We have reality in front of us, real examples of sexism, judgement, and disrespect from Donald Trump. But supporters continue ignore these, or if not ignore them, blame the other side for being just as bad. The manipulation of using Bill Clinton in a last ditch effort to make an accomplished woman seem more sexist than Donald Trump is embarrassing, false in every way, and only is creating more conflict.

-Alexandra Stettner

Melton: How far have we come really? Why we cannot say that the US has reached gender equality.

I would love to sit here and tell you that the fight for equality is over, but that simply isn’t the case. Sure, it is 2016 and we have the potential to have our first woman president, but the fact that her opponent has openly admitted to blatant misogyny and sexual assault gives you just a glimpse into the raging sexism that lives on in America.

Equal pay has been one of the fights on the top of the feminist agenda. Between 1979 and 2010, women have gone from getting paid 62% as much as their male counterparts to 81%. Almost 4 decades later, women have received about a 20¢ raise. Meanwhile men respond, what wage gap?

In our government women are embarrassingly under-represented. Only 104 of the 535 members of the United States Congress are women. Only 20% of United States Senate are women.
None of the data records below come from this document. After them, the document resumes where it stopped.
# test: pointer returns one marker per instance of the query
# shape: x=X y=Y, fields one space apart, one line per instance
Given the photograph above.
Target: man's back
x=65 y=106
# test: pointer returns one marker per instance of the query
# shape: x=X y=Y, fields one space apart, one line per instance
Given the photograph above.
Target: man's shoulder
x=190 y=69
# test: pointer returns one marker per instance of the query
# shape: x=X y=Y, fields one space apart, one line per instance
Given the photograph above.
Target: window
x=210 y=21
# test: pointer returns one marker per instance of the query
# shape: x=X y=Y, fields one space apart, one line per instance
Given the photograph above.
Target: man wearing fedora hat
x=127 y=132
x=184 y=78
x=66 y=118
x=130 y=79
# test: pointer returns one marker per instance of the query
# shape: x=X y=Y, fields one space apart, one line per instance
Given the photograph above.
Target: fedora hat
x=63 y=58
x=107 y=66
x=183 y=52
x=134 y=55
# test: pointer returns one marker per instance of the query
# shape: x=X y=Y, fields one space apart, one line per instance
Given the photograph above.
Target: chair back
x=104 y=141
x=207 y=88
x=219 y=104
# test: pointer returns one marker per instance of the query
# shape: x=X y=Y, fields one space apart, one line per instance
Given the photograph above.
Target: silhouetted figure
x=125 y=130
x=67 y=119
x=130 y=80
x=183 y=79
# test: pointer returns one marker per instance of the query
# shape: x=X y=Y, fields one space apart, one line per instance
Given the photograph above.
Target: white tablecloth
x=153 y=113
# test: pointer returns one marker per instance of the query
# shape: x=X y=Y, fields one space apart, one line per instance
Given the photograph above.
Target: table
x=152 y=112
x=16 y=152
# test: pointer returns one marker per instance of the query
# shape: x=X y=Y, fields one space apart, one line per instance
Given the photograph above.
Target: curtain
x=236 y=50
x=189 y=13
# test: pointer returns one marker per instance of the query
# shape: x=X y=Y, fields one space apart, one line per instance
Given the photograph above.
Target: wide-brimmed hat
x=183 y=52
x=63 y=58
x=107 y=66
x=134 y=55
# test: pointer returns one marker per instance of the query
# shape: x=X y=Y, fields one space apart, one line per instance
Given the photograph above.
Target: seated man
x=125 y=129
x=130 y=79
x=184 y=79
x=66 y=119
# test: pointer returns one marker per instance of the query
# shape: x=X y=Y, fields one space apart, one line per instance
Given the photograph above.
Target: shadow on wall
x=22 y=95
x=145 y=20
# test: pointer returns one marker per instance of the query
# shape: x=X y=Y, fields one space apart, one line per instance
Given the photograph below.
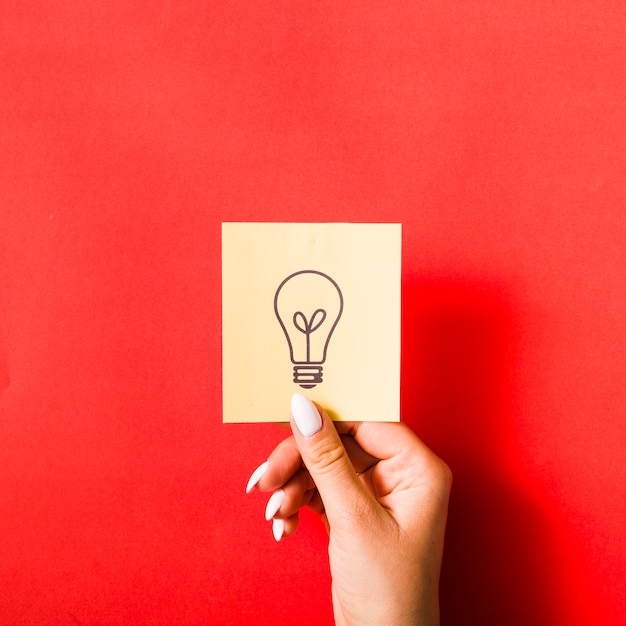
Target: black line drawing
x=306 y=349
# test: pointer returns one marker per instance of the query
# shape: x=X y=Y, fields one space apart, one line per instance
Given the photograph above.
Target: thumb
x=344 y=497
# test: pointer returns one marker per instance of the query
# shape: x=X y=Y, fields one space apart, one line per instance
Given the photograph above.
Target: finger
x=283 y=462
x=287 y=500
x=387 y=440
x=282 y=528
x=360 y=459
x=324 y=455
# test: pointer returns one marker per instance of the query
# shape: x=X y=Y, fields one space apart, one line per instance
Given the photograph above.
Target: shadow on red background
x=458 y=394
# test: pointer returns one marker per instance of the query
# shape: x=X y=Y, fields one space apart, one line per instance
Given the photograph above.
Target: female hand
x=383 y=496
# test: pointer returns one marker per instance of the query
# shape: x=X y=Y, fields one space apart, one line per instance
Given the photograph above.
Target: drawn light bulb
x=308 y=305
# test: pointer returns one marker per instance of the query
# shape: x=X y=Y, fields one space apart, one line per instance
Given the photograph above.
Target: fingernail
x=305 y=414
x=273 y=504
x=278 y=528
x=256 y=476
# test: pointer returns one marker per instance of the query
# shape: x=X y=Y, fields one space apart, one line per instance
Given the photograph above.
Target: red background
x=495 y=131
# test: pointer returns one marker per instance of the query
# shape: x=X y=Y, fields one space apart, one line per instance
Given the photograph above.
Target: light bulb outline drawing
x=308 y=360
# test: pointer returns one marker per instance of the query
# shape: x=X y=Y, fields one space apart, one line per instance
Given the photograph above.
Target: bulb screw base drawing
x=307 y=376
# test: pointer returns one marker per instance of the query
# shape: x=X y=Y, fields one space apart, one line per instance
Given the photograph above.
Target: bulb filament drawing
x=308 y=305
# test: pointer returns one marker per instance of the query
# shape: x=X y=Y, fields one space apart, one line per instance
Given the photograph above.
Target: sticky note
x=314 y=309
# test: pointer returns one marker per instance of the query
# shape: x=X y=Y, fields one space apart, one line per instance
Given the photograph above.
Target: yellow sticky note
x=312 y=309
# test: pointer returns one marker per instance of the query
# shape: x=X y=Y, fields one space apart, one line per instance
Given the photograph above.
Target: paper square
x=312 y=309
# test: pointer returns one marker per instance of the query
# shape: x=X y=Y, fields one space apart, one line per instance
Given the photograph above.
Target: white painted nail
x=278 y=528
x=273 y=504
x=305 y=414
x=256 y=476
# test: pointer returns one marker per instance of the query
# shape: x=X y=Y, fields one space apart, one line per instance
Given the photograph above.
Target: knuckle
x=325 y=455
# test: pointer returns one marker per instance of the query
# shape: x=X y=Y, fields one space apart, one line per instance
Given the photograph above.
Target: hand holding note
x=383 y=496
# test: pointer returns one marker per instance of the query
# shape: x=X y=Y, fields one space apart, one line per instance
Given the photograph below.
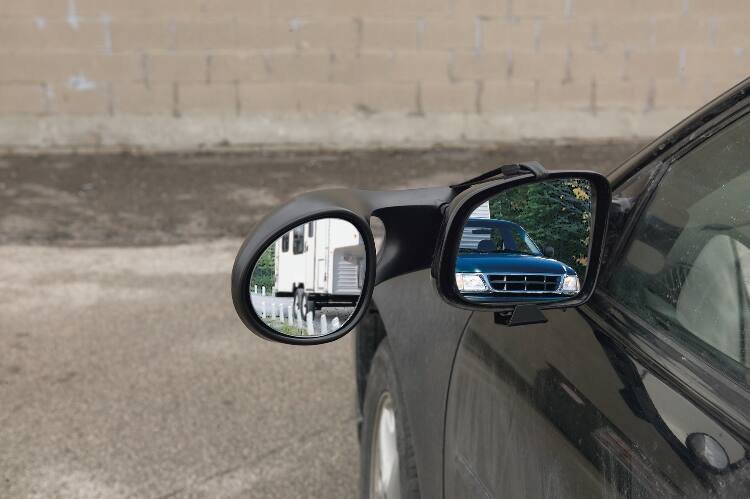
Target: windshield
x=501 y=238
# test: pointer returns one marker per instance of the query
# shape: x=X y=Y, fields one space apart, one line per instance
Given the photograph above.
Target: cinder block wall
x=175 y=74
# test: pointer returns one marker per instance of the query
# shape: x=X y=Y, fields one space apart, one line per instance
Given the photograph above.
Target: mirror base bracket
x=521 y=315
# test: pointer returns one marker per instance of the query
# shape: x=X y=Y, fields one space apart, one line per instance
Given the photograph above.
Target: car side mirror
x=306 y=273
x=489 y=259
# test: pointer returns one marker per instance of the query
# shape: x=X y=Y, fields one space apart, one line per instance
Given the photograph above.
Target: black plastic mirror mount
x=458 y=211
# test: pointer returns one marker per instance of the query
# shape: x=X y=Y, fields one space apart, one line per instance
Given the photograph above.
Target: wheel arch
x=370 y=333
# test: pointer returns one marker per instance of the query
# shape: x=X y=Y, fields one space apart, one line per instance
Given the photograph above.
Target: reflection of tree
x=263 y=274
x=555 y=213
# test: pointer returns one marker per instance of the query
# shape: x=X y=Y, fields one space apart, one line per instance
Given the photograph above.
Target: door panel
x=597 y=402
x=423 y=333
x=559 y=410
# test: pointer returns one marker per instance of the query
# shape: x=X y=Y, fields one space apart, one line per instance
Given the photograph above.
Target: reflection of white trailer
x=320 y=264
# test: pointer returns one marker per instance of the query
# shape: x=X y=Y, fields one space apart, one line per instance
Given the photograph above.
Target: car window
x=686 y=270
x=285 y=243
x=500 y=239
x=298 y=240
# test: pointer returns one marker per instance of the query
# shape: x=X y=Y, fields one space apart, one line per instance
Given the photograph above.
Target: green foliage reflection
x=555 y=213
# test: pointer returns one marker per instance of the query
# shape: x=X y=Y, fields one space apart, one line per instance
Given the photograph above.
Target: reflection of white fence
x=293 y=317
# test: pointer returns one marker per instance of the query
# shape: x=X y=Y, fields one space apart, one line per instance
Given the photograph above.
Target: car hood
x=501 y=263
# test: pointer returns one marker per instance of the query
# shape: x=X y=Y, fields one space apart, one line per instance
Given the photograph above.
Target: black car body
x=631 y=395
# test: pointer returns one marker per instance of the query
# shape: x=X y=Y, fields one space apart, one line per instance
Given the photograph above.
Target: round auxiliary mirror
x=308 y=282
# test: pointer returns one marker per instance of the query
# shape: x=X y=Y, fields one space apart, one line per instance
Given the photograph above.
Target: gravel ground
x=123 y=369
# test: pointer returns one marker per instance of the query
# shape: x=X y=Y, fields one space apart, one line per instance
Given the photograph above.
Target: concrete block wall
x=180 y=74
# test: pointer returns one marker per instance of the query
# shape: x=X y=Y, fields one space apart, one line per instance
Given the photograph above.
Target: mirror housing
x=339 y=204
x=408 y=246
x=466 y=202
x=430 y=243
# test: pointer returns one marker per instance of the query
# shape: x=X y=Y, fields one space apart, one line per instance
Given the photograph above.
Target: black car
x=638 y=387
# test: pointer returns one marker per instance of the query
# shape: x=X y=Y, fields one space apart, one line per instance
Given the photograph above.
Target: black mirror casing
x=342 y=204
x=464 y=203
x=422 y=229
x=408 y=246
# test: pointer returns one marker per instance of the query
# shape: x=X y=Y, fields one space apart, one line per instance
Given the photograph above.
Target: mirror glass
x=529 y=243
x=308 y=281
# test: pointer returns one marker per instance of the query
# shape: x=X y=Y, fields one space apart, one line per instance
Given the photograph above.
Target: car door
x=644 y=391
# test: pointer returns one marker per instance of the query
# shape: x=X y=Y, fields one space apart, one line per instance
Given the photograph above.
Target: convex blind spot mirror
x=529 y=243
x=308 y=281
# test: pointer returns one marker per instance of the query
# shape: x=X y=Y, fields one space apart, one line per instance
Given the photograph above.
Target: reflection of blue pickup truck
x=497 y=258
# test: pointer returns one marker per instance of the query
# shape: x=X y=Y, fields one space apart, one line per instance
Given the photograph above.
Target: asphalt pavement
x=124 y=371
Only 84 women serve in the United States House of Representatives.

Everyone loves to ignore the rape culture that is institutionalized by the way we handle sexual assault. 18% of women in the US have been raped in their lifetime. Only 12% of the 300,000 college women reported their rapes to law enforcement. That is 264,000 women who felt they had to remain silent about the injustice they experienced. This is not a statistic that should be tolerated.

I’m sick of middle-class white men promising me that “it’s 2016, inequality isn’t an issue.” When you are receiving 20% more than me for doing the same job, when you are given 80% of the representation in the government and don’t have to live everyday of your life in fear that a man will steal your power from you, you don’t get to tell me that inequality isn’t an issue.When one of the front runner candidates for President of the United States is given the free range to brag about his non-consensual sexual conquests, and to speak about women in such a demeaning manner on a consistent basis, you don’t get to tell me not to be concerned. Until you realize the vast injustices women receive, and have been receiving since the dawn of time, you don’t get to tell me not to be upset.